In her essay from The Power of Religion in the Public Sphere, Judith Butler examines the situation in Israel and Palestine and how religion is both the source and possible solution to the problems there. (To read an excerpt from essays by Jurgen Habermas, Charles Taylor and Craig Calhoun.)
I want to enter this fray with another problem, namely, the tension that emerges between religion and public life when public criticism of Israeli state violence is taken to be anti-Semitic or anti-Jewish….

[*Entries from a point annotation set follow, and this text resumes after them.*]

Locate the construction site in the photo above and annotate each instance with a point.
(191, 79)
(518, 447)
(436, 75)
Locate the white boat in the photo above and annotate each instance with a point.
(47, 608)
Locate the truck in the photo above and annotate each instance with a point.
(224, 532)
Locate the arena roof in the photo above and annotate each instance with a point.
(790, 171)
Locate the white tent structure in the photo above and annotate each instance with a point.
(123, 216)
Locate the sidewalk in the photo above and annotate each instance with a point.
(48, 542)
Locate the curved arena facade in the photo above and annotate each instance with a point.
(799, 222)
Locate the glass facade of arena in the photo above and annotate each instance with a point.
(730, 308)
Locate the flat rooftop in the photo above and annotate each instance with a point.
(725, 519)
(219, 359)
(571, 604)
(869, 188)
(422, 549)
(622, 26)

My aim is not to repeat the claim that Jews differ among themselves on the value of Zionism, on the injustice of the occupation, or on the military destructiveness of the Israeli state. These are complex matters, and there are vast disagreements on all of them. And my point is not to say simply that Jews are obligated to criticize Israel, although in fact I think they are—we are—given that Israel acts in the name of the Jewish people, casts itself as the legitimate representative of the Jewish people, there is a question as to what is done in the name of the Jewish people and so all the more reason to reclaim that tradition and ethics in favor of another politics. The effort to establish the presence of progressive Jews runs the risk of remaining within certain identitarian presumptions; one opposes any and all expressions of anti-Jewish anti-Semitism and one reclaims Jewishness for a project that seeks to dismantle Israeli state violence. This particular form of the solution is challenged, however, if we consider that, within several ethical frameworks, Jewishness is itself an anti-identitarian project insofar as we might even say that being a Jew implies taking up an ethical relation to the non-Jew. Indeed, if a relevant Jewish tradition for waging public criticism of Israeli state violence is one that draws upon cohabitation as a norm of sociality, then what follows is the need not only to establish an alternative Jewish public presence (distinct from AIPAC, for instance) or an alternative Jewish movement (such as Jewish Voice for Peace, for instance), but to affirm the displacement of identity that Jewishness is, as paradoxical as that may first sound. Only then can we come to understand the mode of ethical relationality that informs some key historical and religious understandings of what it is to “be” a Jew. In the end, it is not about specifying the ontology of the Jew over and against some other cultural or religious group—we have every reason to be suspect of any effort to do such a thing. It is rather a question of understanding the very relation to the non-Jew as the way of configuring religion in public life within Judaism. And it is on the basis of this conception of cohabitation that the critique of illegitimate nation-state violence can and must be waged.